Mas não nos esqueçamos – como tão bem ensinam as ancestralidades negras e suas resistências decorrentes – que toda luz advém da escuridão, de que não há mal que dure para sempre e que não há mentira que seja eterna! E que até por isso, devemos dizer o óbvio em alto e bom som, para que não haja dúvidas (e que o absurdo não se torne razão): RACISMO REVERSO NÃO EXISTE!
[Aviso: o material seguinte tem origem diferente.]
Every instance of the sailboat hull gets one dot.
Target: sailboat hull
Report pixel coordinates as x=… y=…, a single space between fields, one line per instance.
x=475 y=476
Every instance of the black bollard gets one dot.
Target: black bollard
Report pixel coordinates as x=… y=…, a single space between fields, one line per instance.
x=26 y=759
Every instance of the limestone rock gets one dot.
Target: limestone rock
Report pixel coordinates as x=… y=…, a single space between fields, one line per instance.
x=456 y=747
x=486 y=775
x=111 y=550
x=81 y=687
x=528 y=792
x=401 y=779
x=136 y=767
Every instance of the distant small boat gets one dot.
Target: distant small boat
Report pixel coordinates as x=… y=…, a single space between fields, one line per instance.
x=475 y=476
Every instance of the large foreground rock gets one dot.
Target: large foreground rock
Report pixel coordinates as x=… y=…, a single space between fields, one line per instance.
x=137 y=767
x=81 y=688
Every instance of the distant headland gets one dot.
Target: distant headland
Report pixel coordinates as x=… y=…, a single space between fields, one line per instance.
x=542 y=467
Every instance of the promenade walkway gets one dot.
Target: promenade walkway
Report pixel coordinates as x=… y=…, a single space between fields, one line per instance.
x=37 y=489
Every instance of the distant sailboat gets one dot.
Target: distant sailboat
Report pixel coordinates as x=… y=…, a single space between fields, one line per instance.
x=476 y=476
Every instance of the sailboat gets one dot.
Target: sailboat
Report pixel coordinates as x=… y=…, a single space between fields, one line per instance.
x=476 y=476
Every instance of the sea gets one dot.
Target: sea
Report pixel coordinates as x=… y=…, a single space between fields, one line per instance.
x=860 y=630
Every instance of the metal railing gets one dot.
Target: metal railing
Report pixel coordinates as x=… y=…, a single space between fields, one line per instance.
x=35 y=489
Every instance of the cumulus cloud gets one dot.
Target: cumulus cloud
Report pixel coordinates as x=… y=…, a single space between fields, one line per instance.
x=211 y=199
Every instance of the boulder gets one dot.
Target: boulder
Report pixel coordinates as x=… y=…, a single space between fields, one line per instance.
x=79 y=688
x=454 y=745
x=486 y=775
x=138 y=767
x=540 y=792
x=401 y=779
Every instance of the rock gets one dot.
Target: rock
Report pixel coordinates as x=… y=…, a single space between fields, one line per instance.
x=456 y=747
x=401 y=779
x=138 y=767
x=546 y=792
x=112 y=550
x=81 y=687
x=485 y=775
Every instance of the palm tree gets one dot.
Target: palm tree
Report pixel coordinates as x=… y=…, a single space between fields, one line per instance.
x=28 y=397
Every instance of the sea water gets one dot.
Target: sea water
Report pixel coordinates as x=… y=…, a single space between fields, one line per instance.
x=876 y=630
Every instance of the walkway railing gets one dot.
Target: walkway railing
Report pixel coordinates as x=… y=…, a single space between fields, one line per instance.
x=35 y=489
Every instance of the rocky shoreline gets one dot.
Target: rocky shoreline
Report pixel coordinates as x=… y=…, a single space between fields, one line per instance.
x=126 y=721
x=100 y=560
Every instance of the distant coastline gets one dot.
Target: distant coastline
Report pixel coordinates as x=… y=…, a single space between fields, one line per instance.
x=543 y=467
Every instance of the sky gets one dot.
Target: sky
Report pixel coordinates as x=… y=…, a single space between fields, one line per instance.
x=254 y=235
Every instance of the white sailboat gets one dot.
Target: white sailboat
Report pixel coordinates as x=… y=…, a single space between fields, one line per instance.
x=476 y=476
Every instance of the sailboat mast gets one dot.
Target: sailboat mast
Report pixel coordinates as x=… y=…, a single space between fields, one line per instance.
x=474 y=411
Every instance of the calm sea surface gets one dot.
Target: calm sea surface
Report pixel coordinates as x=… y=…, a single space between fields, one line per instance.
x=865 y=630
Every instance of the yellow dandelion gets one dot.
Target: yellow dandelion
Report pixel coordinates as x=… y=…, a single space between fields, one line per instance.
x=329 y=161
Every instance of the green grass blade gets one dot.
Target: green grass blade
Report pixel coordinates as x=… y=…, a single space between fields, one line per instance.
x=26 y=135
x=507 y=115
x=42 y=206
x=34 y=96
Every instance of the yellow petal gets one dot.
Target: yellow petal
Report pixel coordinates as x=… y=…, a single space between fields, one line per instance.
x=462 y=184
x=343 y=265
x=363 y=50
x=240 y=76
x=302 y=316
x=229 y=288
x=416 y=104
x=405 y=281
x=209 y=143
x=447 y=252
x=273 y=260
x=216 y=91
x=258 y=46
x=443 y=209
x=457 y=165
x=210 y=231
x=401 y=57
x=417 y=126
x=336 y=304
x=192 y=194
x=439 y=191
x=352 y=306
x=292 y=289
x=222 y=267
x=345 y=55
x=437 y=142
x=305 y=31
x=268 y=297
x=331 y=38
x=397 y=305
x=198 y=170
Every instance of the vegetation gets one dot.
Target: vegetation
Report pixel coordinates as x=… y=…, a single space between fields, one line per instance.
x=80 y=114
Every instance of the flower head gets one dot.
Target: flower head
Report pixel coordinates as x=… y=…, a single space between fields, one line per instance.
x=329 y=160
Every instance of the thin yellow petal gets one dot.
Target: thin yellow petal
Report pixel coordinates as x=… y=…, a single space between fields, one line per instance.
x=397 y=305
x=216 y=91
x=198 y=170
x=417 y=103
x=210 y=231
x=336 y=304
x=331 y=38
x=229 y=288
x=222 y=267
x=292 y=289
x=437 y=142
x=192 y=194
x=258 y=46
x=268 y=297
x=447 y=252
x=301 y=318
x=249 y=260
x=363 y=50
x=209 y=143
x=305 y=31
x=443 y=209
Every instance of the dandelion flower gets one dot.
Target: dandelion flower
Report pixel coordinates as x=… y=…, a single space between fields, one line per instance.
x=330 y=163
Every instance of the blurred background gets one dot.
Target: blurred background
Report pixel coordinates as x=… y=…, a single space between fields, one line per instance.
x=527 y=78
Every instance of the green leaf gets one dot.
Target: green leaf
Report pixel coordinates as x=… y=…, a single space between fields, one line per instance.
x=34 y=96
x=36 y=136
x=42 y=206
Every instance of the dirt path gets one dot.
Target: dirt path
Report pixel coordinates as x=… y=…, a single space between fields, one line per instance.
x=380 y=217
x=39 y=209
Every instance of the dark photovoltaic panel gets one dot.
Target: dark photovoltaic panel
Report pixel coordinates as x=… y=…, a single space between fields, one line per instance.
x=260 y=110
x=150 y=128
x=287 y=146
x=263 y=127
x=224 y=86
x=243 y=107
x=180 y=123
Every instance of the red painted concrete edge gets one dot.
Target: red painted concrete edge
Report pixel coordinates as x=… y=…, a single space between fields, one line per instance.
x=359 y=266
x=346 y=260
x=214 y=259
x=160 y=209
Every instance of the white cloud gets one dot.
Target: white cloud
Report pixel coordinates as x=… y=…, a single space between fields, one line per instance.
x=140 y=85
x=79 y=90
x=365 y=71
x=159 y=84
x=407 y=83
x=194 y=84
NOTA DE RODAPÉ: E essa é uma falha interpretativa de realidade histórica e social, pois quando se faz uma denúncia contra o racismo estrutural no Brasil, e ao Sistema de exclusão e discriminação que ele sustenta e acaba por reproduzir, é comum se ouvir “mas nem todos os brancos são racistas”, sendo que o movimento negro nunca promulgou que “todos os negros são racistas”. Essa tentativa de querer diluir as importâncias e significados das lutas e reivindicações antirracistas e pró negritudes, como se fossem ataques direcionados individualmente a cada pessoa branca é extremamente equivocada, quando não de má fé, ao querer demonstrar que ao final “todas as dores são iguais”. O que resulta em concepções equivocadas – os famosos “eu acho”, os tão presentes “na minha opinião” – que abrem espaços para a perigosa prevalência do senso comum, do tipo “eu também conheço negro(a)s racistas” ou “eu já fui vítima de racismo por ser branco(a)”. Assim confundindo e promulgando ações individuais de preconceito como se fossem racismo, sem levar em conta que são construções históricas e políticas diferentes. No Brasil é a população negra que ocupa os estratos economicamente mais baixos da sociedade brasileira, além de ser a vítima sistêmica de violência estatal – via forças de segurança públicas – e não estatal – através de grupos neonazistas, de supremacistas brancos ou de perseguição aos cultos e adeptos de religiosidades afro-brasileiras -, além da exploração e erotização simbólica e cultural dos corpos negros, que resultam na completa desumanização destas pessoas no imaginário social e cultural brasileiro. O contrário, ocorre de forma histórica e sistêmica? De maneira conjuntural e coletiva, estes exemplos se aplicam a realidade da população branca brasileira? Não, não ocorre, e é por isso que não existe racismo reverso.